LEGENDARY golfer Jeanne Bisgood who helped beat the US for the first time ever in an iconic competition has died aged 100.
Bisgood was a leading player during the 1950s and won national and international titles in the sport.


She won the English Women’s Amateur Championship three times and played for Great Britain & Ireland in the Curtis Cup.
Bisgood was part of a 1952 team which was the first to beat the US since the Curtis Cup had begun in 1932.
The Curtis Cup is a biennial team trophy for women amateur golfers in a match play format between the US and the UK and Ireland.
Bisgood won the English titles in 1951, 1953 and 1957.
She is one of only three women to win the English Amateur title more than twice and was the last to do so.
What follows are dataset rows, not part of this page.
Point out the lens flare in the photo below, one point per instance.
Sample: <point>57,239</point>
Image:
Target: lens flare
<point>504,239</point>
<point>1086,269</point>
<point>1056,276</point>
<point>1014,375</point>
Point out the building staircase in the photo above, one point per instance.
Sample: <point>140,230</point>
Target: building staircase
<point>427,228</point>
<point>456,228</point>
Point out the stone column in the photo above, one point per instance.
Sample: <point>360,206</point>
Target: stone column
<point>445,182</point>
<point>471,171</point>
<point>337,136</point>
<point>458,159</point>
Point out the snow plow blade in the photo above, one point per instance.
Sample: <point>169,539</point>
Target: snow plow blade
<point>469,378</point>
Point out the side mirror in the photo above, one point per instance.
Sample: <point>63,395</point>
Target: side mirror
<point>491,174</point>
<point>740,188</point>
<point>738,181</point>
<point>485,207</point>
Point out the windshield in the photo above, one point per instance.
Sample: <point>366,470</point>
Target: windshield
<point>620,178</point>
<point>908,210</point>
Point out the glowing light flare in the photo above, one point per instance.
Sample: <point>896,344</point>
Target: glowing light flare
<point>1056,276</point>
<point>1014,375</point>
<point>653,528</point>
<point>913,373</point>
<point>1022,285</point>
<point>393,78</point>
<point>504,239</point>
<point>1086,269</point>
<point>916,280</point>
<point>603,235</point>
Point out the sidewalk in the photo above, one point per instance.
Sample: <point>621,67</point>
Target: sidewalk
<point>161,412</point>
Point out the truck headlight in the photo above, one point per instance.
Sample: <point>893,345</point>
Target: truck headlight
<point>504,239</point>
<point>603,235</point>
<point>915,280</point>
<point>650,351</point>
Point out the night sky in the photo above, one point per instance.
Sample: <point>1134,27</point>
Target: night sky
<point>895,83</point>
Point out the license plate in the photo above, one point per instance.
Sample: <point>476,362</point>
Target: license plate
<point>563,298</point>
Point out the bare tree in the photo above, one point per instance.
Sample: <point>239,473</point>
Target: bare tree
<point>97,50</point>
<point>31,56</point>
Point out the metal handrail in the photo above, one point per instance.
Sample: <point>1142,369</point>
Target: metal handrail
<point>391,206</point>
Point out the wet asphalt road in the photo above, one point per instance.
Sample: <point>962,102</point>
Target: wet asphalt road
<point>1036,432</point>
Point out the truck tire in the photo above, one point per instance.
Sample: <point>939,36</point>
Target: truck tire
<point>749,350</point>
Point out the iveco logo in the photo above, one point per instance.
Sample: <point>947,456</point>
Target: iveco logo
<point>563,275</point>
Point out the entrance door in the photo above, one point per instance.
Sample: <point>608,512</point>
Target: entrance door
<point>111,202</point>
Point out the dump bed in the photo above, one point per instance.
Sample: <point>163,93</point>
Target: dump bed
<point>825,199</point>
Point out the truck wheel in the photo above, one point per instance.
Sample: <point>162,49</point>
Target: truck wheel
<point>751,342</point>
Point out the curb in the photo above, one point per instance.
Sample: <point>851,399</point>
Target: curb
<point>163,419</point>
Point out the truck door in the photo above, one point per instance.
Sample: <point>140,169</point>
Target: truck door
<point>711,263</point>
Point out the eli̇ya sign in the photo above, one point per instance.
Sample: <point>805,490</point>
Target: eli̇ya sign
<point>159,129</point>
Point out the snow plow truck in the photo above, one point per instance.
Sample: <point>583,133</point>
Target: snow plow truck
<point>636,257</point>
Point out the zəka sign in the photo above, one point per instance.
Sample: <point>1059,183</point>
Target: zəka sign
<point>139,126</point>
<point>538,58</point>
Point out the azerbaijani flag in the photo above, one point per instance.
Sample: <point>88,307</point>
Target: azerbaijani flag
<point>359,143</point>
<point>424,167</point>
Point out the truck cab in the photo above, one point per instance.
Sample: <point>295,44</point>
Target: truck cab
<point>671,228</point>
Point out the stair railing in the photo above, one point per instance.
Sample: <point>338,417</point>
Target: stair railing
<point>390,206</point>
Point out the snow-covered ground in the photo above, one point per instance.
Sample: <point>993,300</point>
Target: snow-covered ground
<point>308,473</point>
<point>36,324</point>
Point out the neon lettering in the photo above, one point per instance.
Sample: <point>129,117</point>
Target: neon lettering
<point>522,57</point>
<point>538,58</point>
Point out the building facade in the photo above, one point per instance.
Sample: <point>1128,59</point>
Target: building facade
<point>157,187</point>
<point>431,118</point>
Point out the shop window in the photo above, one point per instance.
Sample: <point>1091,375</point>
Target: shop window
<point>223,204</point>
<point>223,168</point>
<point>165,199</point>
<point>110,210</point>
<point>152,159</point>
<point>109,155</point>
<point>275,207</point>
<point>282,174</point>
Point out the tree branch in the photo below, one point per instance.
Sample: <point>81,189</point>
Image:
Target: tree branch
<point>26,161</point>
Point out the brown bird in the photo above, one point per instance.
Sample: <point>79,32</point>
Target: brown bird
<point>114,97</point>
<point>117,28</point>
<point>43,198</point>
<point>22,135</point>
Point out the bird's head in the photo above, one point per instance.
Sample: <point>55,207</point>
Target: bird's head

Before her extraordinary golf career she had studied history at Oxford and worked on breaking codes during World War 2.
Following the war she trained as a barrister and was called to the Bar in 1948.
Representing Britain overseas meant that she was able to sidestep the tough currency controls while overseas during the post-war period.
She said: “You were only allowed to take a pitiful sum of money out of the country at the time,” the Telegraph reported.
“But if, on the other hand, you were playing in an international event, you were allowed to take an extra £10 a day, which made it all possible.”
In the 1960s she began a political career and left behind competing in high level golf and being a barrister.
But she was a non-playing captain in the 1970 edition of the competition played at Brae Burn Country Club in Massachusetts.
Bisgood was also a long-standing Tory councillor for Poole.
She chaired the Dorset County Council education committee for a decade from 1974 – work for which she was awarded a CBE for in 1982.
Once asked about her secret to a long life, she cited her Catholic faith.
She said: “The closer I get to the day of judgement the more closely I stick to the rules.”